Effective Technological Measures: It Means What It Says, Says Finnish Court
Effective Technological Measures: It Means What It Says, Says Finnish
It's the phrase that rules over both the DMCA and Europe's equivalent, the European Copyright Directive EUCD. Under both it's illegal to circumvent "effective technological measures" used by rightsholders to restrict access to their works.
But what happens when the measures don't measure up? Part of the irony of the DMCA in the United States has been that generous court interpretations of "effective" has led DRM designers to craft the flimsiest of programming tricks to control access. (Some have even gone so far as to suggest that the DMCA would extend to simple ciphers, such as ROT13). Those companies then hide behind the DMCA's provisions that eliminate public discussion of the measure's flaws. In the absence of criticism, rightsholders are gulled into believing that such snake-oil will save their works from commercial piracy, even though circumvention is often trivially simple.
In Finland, at least, that absurdity has been challenged. In a case in the Helsinki district court, activists running a site offering DVD decryption code were prosecuted under Finland's implementation of the EUCD, and successfully defended their case on the argument that DeCSS was an ineffective protection.
The court agreed (PDF), saying:
"...since a Norwegian hacker succeeded in circumventing CSS
protection used in DVDs in 1999, end-users have been able to obtain with ease
tens of similar circumventing software from the Internet even free of charge.
Some operating systems come with this kind of software pre-installed CSS
protection can no longer be held 'effective' as defined in law."
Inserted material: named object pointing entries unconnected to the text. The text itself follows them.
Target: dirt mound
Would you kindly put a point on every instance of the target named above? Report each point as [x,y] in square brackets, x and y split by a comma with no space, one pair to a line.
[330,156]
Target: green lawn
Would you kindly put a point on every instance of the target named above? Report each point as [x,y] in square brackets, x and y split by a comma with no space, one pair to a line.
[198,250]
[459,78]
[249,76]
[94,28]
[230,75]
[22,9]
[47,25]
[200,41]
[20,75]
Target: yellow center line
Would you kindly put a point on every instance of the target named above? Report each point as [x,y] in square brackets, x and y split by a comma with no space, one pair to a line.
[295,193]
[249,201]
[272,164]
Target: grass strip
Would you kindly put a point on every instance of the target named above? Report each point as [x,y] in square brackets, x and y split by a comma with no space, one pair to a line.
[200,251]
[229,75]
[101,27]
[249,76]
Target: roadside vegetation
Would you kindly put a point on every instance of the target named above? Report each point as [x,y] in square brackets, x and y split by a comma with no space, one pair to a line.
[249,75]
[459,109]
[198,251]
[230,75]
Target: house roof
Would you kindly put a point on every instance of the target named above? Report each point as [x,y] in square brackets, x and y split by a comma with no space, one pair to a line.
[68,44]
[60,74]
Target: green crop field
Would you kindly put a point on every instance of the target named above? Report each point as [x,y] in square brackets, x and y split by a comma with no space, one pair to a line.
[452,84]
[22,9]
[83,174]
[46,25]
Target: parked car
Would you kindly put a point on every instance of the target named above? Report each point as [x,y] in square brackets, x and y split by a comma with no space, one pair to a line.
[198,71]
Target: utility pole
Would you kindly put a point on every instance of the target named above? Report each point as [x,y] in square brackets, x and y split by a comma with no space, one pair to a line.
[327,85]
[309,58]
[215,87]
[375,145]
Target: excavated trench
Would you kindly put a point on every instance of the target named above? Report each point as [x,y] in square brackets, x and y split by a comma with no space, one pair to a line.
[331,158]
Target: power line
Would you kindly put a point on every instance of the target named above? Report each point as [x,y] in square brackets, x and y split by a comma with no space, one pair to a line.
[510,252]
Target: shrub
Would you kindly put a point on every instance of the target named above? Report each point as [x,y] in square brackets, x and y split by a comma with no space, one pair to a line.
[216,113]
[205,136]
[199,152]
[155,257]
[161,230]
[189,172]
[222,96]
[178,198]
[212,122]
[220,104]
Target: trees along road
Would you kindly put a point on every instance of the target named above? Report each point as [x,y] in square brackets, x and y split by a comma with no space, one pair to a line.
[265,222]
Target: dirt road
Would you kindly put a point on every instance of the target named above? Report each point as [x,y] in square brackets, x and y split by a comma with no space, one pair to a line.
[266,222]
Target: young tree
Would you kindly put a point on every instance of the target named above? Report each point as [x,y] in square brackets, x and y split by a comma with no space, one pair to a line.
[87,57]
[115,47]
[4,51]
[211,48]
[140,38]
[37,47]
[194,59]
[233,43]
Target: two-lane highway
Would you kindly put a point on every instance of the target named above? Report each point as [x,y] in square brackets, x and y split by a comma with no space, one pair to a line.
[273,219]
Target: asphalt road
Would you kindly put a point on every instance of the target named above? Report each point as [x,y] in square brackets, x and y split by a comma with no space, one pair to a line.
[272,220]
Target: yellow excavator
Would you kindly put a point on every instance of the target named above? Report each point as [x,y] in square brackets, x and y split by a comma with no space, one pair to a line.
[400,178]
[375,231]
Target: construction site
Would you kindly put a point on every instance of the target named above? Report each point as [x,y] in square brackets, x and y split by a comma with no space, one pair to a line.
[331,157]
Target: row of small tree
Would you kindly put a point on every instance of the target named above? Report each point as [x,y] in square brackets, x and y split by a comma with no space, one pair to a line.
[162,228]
It's a refreshing example of how the practical realities of copy-protection can be accepted by a court, in an attempt to work out a reasonable way to apply anti-circumvention law. If a copy access is so vulnerable that it can be broken in a few lines of easily conveyed code, or the act of pressing the shift key when rebooting, or by obtaining a key that is on thousands of sites across the globe, is it really the legal system who should bear the impossible burden of protecting the unprotectable?